Since the standard version of EVO:RAIL finds every solution looking nearly identical to one another, participating vendors must market, message, position, and uniquely differentiate themselves from the pack. Opportunities exist in the following five categories:
- Business continuity and disaster recovery. ESG’s Senior Analyst, Jason Buffington, has been exploring the data protection aspects of an EVO:RAIL solution through a series of video blogs. Jason provides details on the data protection ramifications as well as a deeper perspective on specific opportunities for VMware, Dell, EMC, and HP. Similar opportunities also exist for NetApp now that it has joined the partner list.

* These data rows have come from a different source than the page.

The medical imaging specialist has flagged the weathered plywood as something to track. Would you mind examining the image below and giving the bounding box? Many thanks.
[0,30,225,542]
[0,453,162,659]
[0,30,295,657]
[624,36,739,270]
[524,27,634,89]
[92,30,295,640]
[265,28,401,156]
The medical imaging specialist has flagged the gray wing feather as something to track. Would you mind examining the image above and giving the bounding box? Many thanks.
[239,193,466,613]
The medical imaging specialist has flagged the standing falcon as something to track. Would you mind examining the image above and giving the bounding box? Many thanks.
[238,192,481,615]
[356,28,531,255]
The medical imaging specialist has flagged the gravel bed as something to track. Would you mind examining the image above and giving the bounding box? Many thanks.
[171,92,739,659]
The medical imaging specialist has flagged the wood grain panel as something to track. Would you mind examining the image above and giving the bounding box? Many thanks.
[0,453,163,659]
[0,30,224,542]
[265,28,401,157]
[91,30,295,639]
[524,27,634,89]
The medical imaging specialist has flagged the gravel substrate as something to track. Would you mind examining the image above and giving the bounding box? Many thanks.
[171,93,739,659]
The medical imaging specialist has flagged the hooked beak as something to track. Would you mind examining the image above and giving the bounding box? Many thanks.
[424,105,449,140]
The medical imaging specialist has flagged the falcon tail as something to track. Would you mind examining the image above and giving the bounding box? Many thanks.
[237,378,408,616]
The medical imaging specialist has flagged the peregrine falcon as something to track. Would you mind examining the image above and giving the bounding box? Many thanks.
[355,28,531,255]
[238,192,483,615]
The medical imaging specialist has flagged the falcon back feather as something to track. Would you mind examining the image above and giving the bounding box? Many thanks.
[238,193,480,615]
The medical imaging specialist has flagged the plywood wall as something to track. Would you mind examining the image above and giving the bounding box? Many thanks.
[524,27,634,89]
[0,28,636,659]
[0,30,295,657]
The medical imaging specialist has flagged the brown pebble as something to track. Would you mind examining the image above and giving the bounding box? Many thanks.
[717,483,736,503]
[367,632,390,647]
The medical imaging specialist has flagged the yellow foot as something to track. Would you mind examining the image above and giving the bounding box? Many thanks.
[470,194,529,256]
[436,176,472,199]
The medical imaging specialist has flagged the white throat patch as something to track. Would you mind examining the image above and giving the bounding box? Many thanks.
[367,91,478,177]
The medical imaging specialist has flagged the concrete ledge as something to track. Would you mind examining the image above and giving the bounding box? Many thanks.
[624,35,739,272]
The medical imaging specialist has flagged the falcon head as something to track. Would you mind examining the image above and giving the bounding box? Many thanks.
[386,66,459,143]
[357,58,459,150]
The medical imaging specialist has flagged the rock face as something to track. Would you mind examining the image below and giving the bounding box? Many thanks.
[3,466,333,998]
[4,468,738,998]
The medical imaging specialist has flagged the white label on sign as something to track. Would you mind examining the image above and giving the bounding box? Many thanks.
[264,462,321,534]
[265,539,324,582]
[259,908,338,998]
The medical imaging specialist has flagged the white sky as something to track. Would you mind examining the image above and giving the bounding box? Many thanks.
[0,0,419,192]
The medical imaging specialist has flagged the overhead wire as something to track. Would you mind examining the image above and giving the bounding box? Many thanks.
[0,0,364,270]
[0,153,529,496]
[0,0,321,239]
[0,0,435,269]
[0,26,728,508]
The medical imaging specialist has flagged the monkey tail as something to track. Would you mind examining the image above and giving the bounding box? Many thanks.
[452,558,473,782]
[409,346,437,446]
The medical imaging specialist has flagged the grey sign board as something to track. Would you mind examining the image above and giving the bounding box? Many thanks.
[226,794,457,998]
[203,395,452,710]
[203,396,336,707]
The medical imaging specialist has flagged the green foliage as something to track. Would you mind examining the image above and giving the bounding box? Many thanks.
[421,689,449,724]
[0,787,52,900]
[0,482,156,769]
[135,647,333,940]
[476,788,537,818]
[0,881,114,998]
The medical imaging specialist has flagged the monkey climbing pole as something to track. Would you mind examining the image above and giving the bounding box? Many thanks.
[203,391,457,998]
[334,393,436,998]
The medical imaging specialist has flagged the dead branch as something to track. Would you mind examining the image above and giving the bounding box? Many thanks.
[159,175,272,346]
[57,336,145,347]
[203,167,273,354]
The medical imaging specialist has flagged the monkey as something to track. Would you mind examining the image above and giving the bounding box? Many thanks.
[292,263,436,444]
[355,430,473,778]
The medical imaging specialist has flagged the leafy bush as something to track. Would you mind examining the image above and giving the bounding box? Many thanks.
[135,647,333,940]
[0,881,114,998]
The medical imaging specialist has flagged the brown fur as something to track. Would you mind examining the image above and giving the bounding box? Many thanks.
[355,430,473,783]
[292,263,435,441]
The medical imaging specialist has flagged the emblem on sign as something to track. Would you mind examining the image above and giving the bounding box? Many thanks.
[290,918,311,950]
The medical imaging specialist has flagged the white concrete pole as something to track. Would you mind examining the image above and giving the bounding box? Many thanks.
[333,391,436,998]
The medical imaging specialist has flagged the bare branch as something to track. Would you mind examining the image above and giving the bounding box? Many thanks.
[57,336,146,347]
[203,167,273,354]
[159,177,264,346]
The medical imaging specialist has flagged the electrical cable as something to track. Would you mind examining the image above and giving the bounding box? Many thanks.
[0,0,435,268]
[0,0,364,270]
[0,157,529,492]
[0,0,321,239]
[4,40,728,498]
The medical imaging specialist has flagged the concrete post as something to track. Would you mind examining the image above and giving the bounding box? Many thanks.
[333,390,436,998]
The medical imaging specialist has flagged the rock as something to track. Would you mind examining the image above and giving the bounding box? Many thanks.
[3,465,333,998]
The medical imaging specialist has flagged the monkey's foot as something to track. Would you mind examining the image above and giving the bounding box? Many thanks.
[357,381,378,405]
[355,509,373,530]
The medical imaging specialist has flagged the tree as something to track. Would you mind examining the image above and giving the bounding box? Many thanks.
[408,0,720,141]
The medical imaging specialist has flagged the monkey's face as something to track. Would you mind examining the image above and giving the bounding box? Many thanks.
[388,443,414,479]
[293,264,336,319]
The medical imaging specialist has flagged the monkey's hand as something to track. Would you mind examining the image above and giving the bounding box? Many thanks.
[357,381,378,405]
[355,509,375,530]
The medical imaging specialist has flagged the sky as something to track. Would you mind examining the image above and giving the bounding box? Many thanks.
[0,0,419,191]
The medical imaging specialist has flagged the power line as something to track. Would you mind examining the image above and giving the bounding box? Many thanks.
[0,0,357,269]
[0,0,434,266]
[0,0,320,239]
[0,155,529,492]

- Cloud gateway. Using EVO:RAIL deployments as part of a unified fabric between remote offices, central data centers, and public cloud consumption models, and/or minimally provides a gateway that extends on-premises storage to the cloud. This is an ideal opportunity that aligns well with IT initiatives. Good examples include NetApp’s data fabric providing a consistent approach across public and private clouds, and EMC’s opportunity with TwinStrata can create a gateway to the cloud. No matter the approach, cloud connection is a key differentiator.
- Federated management. This is a hot button headed into 2015. Consistent management tools that provide health and monitoring, firmware updates, and integration into existing management products are essential as consumption of the hardware becomes greatly simplified. HP OneView, Dell OpenManage, Hitachi UCP Director, and EMC’s Enterprise Hybrid Cloud solution (coupled into the rollup of VCE) all have an ideal opportunity to leverage with EVO implementations.
- Workspace delivery. One of the target use cases for EVO:RAIL is a VMware Horizon View deployment. Currently EVO:RAIL is sized to host ~1000 VMs (desktops) across four nodes. VMware Horizon View implementations often require professional guidance beyond the core technology. Businesses looking for these services often turn to professional services organizations or the opportunity is driven through go-to-market channel partners. All of the EVO:RAIL partners can capitalize on this, but the ones that have built out core workspace delivery practices can help accelerate an EVO-based solution into the market.
- Performance. Potential EVO:RAIL customers are going to want to see performance analytics that may be tied to general virtualization workloads or specific applications. Savvy IT professionals will want to push the relatively new VMware VSAN solution to its limits, and be aware of any of its potential shortcomings -- as well as where it can excel in a price/performance scenario. Fujitsu has published some VMware VMmark results and reduction in energy cost metrics. Although ESG firmly believes that EVO:RAIL investments are not driven by speeds and feeds, it’s crucial that the EVO:RAIL partners produce performance metrics.
The next six months are important for these EVO:RAIL partners. The list of partners continues to grow, and they’ve all got their work cut out for them. They’ve got to educate their customer base on the unique value they each have to offer, and demonstrate how this plays into current implementation plans and longer-term strategic IT infrastructure decisions.